A psychological study indicates that superstitions are “often a means of pacifying an anxious situation for an individual and empowering them with a greater sense of confidence in their ability.” We live in an uncertain world. Sometimes looking at a hamsa on our wall can help us feel less anxious and more empowered. And if these practices can help us to feel safer and improve our sense of well-being, I think they are important.
Along with the evil eye, Judaism has many superstitions related to life cycle events. Ashkenazi Jews, whose ancestors come from Eastern Europe, name a newborn child after a deceased relative. While this is a wonderful way to remember a beloved relative, this custom also has a superstitious side: If a living relative and an infant have the same name, the angel of death might make a mistake, and take the baby instead of the adult. Sephardic Jews, whose ancestors come from Spain, do not share this belief and practice the custom of naming a baby after a living relative.

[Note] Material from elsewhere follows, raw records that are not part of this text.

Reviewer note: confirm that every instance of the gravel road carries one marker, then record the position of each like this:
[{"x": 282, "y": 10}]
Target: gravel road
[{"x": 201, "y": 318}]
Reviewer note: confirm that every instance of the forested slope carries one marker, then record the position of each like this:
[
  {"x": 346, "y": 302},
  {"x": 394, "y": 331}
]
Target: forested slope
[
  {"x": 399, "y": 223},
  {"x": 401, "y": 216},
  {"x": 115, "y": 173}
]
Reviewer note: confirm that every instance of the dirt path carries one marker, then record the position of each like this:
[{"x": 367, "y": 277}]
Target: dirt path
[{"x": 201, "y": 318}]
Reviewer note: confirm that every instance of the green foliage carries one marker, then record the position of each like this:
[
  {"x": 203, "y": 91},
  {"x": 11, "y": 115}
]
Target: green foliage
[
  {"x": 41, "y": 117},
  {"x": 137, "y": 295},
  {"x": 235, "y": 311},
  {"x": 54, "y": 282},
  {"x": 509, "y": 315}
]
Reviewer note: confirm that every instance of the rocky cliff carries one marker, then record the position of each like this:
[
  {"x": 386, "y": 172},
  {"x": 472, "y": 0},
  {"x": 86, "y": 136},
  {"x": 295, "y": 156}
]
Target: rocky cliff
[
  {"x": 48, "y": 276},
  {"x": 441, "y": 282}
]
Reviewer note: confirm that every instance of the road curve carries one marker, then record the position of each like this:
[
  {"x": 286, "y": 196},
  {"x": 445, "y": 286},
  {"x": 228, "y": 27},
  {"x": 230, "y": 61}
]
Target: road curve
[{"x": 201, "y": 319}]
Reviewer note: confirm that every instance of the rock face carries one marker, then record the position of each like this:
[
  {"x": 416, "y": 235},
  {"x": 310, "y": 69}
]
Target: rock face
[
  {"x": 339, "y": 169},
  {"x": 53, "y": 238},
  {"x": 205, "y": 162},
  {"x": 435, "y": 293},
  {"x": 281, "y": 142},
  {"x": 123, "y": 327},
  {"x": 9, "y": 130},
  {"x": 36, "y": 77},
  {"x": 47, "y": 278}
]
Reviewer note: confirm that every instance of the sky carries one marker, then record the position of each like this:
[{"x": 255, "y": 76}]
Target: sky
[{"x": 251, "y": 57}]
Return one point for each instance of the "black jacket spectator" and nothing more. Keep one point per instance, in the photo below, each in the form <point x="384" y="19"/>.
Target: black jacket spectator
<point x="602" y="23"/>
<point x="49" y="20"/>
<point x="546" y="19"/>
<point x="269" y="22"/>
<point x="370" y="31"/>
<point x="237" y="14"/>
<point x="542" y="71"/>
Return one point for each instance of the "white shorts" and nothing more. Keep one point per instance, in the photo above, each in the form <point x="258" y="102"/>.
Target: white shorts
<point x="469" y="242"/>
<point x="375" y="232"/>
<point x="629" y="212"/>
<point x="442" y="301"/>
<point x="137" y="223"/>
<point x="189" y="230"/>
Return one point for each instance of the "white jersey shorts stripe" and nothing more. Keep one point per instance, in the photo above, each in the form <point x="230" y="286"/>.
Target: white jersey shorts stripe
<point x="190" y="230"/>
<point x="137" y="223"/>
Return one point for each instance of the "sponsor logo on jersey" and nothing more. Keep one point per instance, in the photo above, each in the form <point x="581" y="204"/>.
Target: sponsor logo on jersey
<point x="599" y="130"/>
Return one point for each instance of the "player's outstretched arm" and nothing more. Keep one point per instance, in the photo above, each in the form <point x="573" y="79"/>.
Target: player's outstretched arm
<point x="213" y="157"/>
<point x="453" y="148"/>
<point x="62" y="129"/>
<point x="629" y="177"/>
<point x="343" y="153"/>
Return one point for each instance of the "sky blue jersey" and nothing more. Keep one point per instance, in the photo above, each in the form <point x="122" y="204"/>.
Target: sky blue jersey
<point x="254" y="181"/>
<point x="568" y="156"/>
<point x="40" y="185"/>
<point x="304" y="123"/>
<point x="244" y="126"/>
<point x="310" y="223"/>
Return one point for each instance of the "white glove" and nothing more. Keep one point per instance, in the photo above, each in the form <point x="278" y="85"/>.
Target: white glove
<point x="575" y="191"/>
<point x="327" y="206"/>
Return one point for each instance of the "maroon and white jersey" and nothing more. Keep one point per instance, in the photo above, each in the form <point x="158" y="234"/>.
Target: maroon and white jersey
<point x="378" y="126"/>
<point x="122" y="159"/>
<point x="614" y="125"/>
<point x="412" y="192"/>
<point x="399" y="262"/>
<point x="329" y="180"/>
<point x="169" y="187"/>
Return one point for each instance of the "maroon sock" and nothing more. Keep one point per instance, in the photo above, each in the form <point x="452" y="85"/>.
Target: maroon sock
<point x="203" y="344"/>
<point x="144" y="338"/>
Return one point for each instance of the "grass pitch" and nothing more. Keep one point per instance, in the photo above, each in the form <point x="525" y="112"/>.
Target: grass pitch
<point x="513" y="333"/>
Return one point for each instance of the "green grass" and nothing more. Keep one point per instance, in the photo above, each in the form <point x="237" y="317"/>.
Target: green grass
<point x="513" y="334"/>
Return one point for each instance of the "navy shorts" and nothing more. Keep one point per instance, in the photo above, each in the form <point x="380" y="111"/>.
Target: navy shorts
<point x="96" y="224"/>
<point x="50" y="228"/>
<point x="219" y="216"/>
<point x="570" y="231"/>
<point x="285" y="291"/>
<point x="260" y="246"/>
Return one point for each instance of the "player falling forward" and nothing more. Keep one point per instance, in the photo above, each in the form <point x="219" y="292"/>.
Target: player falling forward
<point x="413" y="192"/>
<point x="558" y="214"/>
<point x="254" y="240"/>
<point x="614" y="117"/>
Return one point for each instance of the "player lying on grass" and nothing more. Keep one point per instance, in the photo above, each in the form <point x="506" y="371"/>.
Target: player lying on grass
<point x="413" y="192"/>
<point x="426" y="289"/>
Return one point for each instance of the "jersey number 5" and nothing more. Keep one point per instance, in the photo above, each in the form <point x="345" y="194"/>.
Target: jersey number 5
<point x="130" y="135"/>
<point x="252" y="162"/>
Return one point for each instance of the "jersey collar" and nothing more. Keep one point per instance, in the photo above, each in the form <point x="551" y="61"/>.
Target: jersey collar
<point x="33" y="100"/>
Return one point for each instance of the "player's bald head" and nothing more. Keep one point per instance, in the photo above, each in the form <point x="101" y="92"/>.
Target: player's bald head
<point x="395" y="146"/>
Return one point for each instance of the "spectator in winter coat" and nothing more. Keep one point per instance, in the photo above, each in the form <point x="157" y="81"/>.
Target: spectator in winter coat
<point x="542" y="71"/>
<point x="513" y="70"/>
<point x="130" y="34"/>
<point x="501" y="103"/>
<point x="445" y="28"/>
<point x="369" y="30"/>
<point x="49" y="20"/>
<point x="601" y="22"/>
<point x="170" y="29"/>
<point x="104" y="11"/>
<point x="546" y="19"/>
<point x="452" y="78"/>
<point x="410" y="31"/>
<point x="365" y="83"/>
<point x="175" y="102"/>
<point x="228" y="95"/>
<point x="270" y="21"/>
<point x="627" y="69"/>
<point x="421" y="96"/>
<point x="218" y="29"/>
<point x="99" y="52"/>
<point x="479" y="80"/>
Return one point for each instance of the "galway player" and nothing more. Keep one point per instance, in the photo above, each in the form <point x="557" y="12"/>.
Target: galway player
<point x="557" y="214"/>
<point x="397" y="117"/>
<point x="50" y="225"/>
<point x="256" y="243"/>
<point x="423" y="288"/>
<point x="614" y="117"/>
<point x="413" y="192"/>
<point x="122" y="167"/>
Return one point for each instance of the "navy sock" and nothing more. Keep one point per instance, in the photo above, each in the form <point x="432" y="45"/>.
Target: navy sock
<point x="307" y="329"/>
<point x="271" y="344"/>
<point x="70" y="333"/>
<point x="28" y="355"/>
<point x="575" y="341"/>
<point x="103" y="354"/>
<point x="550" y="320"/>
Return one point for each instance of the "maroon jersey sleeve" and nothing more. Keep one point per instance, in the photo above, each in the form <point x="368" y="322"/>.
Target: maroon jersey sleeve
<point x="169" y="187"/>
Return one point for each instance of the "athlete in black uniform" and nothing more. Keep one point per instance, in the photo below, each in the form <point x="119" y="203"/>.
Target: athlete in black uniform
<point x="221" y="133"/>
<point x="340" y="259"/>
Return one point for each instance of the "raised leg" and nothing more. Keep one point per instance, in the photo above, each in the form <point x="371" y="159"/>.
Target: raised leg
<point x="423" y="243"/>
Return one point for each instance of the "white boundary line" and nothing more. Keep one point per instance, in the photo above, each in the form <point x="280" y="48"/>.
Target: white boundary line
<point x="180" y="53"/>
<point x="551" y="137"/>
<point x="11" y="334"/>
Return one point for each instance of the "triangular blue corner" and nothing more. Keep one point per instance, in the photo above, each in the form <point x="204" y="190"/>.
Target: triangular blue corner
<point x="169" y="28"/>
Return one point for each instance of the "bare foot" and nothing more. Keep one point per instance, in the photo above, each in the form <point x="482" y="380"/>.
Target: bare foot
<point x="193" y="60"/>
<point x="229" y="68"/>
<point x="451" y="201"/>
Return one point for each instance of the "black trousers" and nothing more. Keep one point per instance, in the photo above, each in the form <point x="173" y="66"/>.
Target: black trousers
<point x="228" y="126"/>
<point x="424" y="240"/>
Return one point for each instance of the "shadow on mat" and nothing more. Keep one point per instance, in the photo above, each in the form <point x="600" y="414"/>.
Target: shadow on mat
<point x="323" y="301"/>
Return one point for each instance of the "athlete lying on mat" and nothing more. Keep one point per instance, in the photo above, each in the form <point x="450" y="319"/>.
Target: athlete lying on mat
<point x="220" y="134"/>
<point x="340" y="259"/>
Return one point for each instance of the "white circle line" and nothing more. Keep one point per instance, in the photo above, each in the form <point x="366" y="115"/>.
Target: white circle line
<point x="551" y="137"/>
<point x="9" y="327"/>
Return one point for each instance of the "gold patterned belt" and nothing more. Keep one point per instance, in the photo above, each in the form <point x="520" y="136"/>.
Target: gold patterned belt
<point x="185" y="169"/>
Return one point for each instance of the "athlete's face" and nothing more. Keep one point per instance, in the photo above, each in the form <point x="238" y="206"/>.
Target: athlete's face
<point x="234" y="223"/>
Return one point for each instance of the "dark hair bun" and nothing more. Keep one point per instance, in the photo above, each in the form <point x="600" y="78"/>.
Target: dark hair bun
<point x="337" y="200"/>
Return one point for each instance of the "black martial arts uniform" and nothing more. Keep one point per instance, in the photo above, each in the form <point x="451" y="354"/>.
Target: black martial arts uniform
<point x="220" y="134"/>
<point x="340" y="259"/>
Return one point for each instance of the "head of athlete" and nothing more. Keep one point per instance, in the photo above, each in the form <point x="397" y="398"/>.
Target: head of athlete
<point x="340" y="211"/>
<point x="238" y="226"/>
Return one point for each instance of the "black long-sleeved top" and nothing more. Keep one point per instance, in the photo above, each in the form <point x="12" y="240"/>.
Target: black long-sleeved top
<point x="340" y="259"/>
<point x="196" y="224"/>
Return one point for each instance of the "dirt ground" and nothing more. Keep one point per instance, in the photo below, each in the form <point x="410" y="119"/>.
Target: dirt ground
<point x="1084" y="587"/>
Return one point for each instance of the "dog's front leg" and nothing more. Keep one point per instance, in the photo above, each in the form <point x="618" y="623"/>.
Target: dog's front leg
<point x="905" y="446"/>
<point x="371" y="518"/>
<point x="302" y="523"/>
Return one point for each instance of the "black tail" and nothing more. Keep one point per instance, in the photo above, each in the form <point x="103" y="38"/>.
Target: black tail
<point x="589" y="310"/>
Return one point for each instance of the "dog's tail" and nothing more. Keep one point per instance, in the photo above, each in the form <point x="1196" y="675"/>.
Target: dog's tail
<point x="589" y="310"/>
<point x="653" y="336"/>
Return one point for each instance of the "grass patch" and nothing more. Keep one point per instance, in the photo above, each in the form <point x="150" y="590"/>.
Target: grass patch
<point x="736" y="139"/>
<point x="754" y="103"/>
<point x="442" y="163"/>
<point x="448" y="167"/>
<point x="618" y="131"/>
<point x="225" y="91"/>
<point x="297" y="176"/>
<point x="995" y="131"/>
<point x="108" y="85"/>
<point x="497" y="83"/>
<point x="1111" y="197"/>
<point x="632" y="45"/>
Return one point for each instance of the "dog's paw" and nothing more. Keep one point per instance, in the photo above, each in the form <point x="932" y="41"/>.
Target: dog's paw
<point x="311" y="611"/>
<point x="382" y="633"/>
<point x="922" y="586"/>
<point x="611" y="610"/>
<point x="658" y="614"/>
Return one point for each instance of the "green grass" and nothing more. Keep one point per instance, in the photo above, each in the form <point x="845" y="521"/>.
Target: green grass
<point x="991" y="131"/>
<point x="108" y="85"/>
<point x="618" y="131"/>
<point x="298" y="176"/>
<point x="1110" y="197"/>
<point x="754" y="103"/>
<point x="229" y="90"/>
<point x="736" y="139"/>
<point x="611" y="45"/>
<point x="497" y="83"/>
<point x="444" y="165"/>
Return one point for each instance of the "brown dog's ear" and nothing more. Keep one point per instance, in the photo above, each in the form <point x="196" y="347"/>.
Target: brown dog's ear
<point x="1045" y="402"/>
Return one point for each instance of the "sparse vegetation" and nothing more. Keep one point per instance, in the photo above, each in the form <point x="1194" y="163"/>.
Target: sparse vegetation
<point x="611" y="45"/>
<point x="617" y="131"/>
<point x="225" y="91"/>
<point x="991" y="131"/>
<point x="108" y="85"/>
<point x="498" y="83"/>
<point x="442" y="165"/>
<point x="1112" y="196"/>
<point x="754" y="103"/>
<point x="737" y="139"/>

Another superstition about names occurs when someone is very sick. You are supposed to change the name of the person, so that the angel of death will not be able to find him or her. Apparently the angel of death is not very good with names!
What about the practice of covering the mirrors when the mourners sit shiva at their homes? While this is surely a reminder to avoid vanity when mourning, it also has a superstitious side as well. Some people feared that the soul of a person in the house might be "caught" in the mirror. Then the ghost of the deceased could snatch the soul away.
Why are there so many superstitions related to the life-cycle events, like naming a child after a deceased relative, or covering the mirrors, or the bride circling the groom at a wedding? One answer is that life-cycle events are times of great change in a person’s life. And with change, there is always anxiety. The birth of a child is a blessing, but also a big change. A son can also lose his place as the only child; parents can fear their new responsibilities. And everyone wants the baby to safe and healthy. Rituals like the bris and baby naming, and superstitions, like tying a red ribbon on the crib to keep away the evil eye, each have their place in helping people to navigate the new changes in their lives.
Likewise, the loss of a loved one is a terrible change. And the rituals of mourning, sitting shiva and eating together, along with the customs of covering the mirrors and sitting on low stools, can help a family cope with their loss. In every life cycle event, we can find comfort in certain practices to help us get through it, whether they are rituals that make perfect sense or superstitions that seem illogical but helpful nonetheless. After all, we are just human beings, and when faced with the powerful and ultimate cycle of birth and death, sometimes we need a little bit of help.
About two months after my friend visited the palm reader, he met a woman, a nice Jewish girl. They began dating, and now my friend says that this is a serious relationship. Was the palm reader right? Did she accurately predict that a new woman would come into his life? Or did the experience inspire my friend to open himself up to the possibility of finding someone, and give him confidence to find love?
I’m not sure if the palm reader worked or not. I’m not sure if superstitions are true or false. But I am willing to go along with what was written in Sefer Hasidim, the 13th Century Book of the Pious: “One should not believe in superstitions, but it is best to be heedful of them.” Or to put it another way: one time when I asked my dad what he thought about Jewish superstitions, he said to me: “Can’t hurt.”